Perhaps we could invent some way to tag as compile-time only some of the constants. So with code like this the compiler enforces the two arrays to be of equal lenght, but instantiates only one zip_array3 for all possible N:

fn zip_array3<Phantom<const N: usize>, 'a, T, U>
             (a: &'a [T; Phantom<N>], b: &'a [U; Phantom<N>])
             -> impl Iterator<Item=(&'a T, &'a U)> {
    // Zip implementation
    a.iter().zip(b)
}

This requires compiler support because [T; Phantom<N>] currently is invalid syntax. This idea could be generalized to other situations where const generics are used, to keep compile-time correctness and avoid code bloat.


#2

My naive expectation in this design space was that:

  1. rustc/LLVM should at least try to tell when a generic parameter has no effect on the generated code and “elide redundant monomorphizations” as an optimization

  2. If that turns out to not be good enough, we add an attribute on the generic parameter to force the compiler to either not generate different monomorphizations for different values/types or fail with an error if that’s not actually possible.

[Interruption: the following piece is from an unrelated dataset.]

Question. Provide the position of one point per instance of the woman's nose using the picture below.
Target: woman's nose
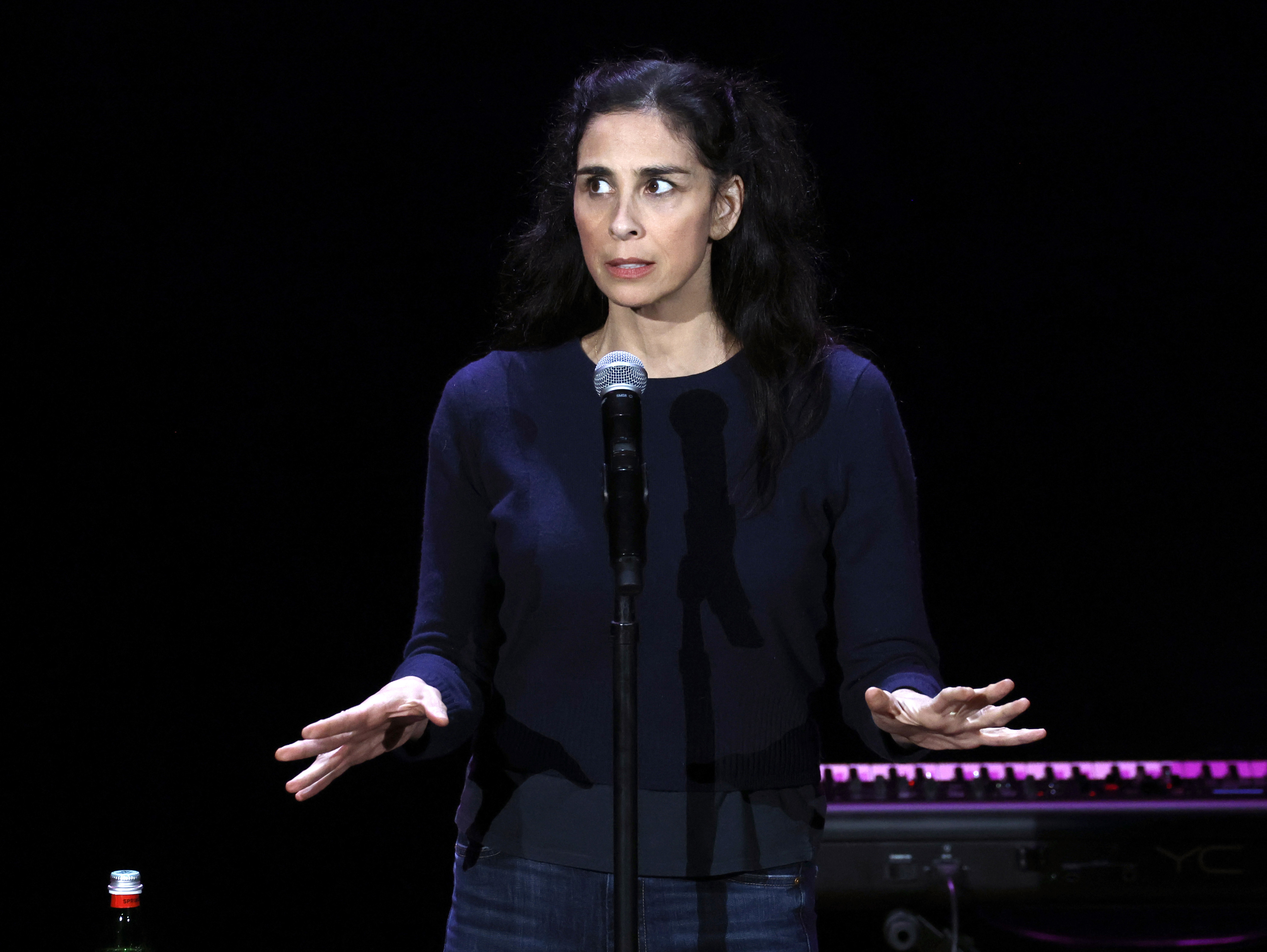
(624, 223)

fn zip_array1<#[do_not_monomorphize] const N: usize, 'a, T, U>
             (a: &'a [T; N], b: &'a [U; N])
             -> impl Iterator<Item=(&'a T, &'a U)> {
    a.iter().zip(b)
}

(https://github.com/rust-lang/rfcs/blob/master/text/1327-dropck-param-eyepatch.md#attributes-on-lifetime-or-type-parameters only introduced attributes on lifetime and type parameters; I’m guessing this is what they’d look like on const parameters)

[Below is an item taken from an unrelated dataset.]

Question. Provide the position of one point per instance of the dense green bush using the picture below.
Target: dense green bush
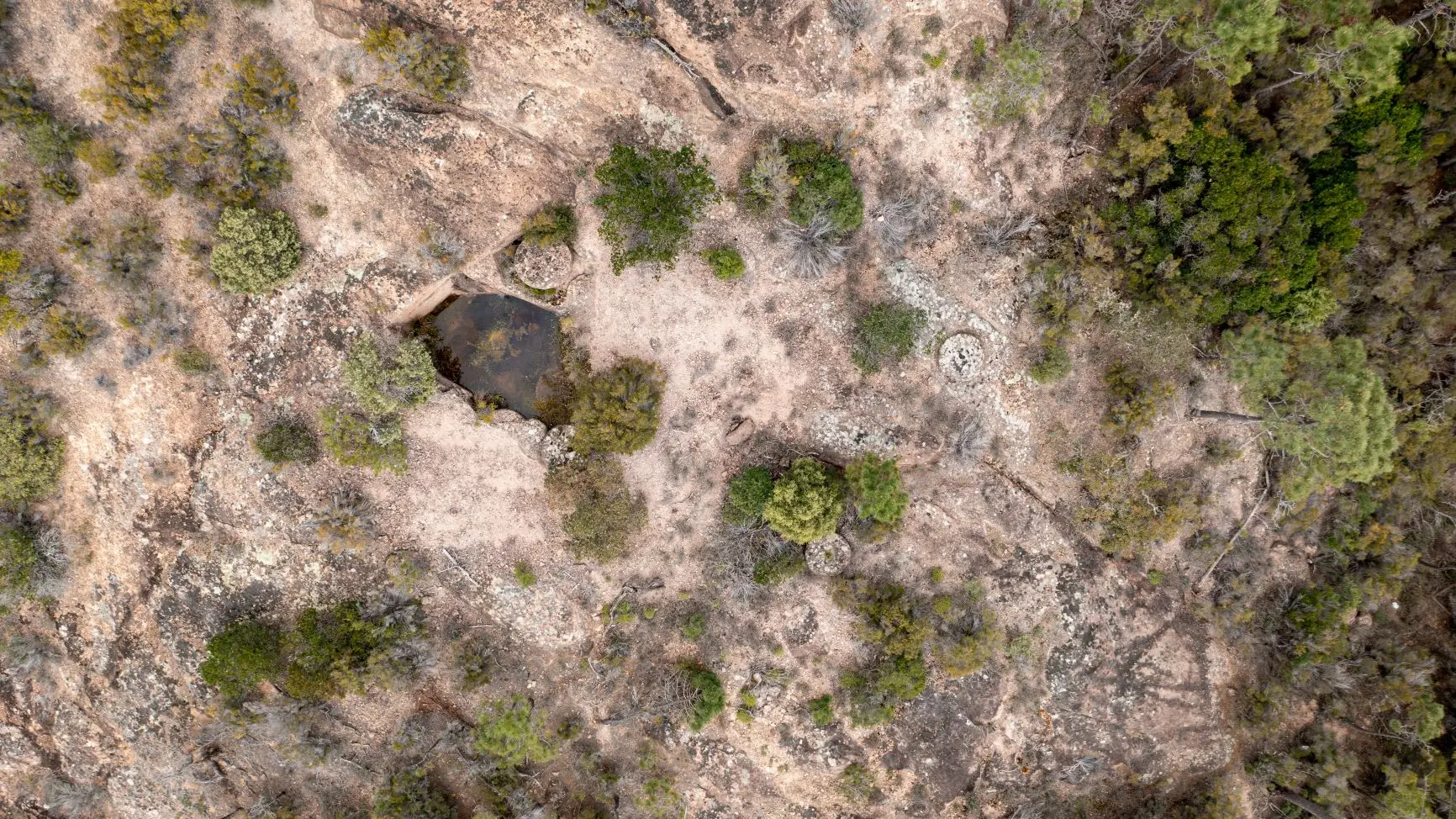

I don’t know of any advantage to getting the type system involved in this optimization with a Phantom<T>.


#3

My two cents:

  1. The approach of automatically eliding monomorphization if it does not matter for the generated code is difficult, because in many scenarios (including this one) it both technically generates slightly different code and that difference can sometimes make a big difference for subsequent optimizations. For example, a summation function can be greatly improved for small array lengths, in other cases bounds checks can be removed for array lengths above a threshold, etc. – it is difficult for the compiler to automatically make the right call here (of course, “always monomorphize” is often not the right call, but at least it’s predictable).

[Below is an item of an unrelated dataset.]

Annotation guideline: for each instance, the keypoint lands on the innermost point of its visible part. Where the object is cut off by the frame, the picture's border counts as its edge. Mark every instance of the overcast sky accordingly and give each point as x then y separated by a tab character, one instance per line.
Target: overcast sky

  2. Annotating parameters to not monomorphize is conceivable, but any proposal in this space has to do the legwork of nailing down exactly what subset of the language can be used with such a parameter (in other words, which restrictions this attribute adds), and ensuring we can feasibly implement the different codegen path for this subset of Rust (see also Idea: polymorphic baseline codegen).


#4

This sort of “you should use an inner function” is already very common with the “Into trick” or thinks taking AsRef; I don’t think there’s anything unique here. Indeed, if you want to write this kind of function today, you can do so by taking impl AsRef<[T]>


#5

An ATC T -> AsRef<[T]> you mean. Also impl Trait does not suffice here.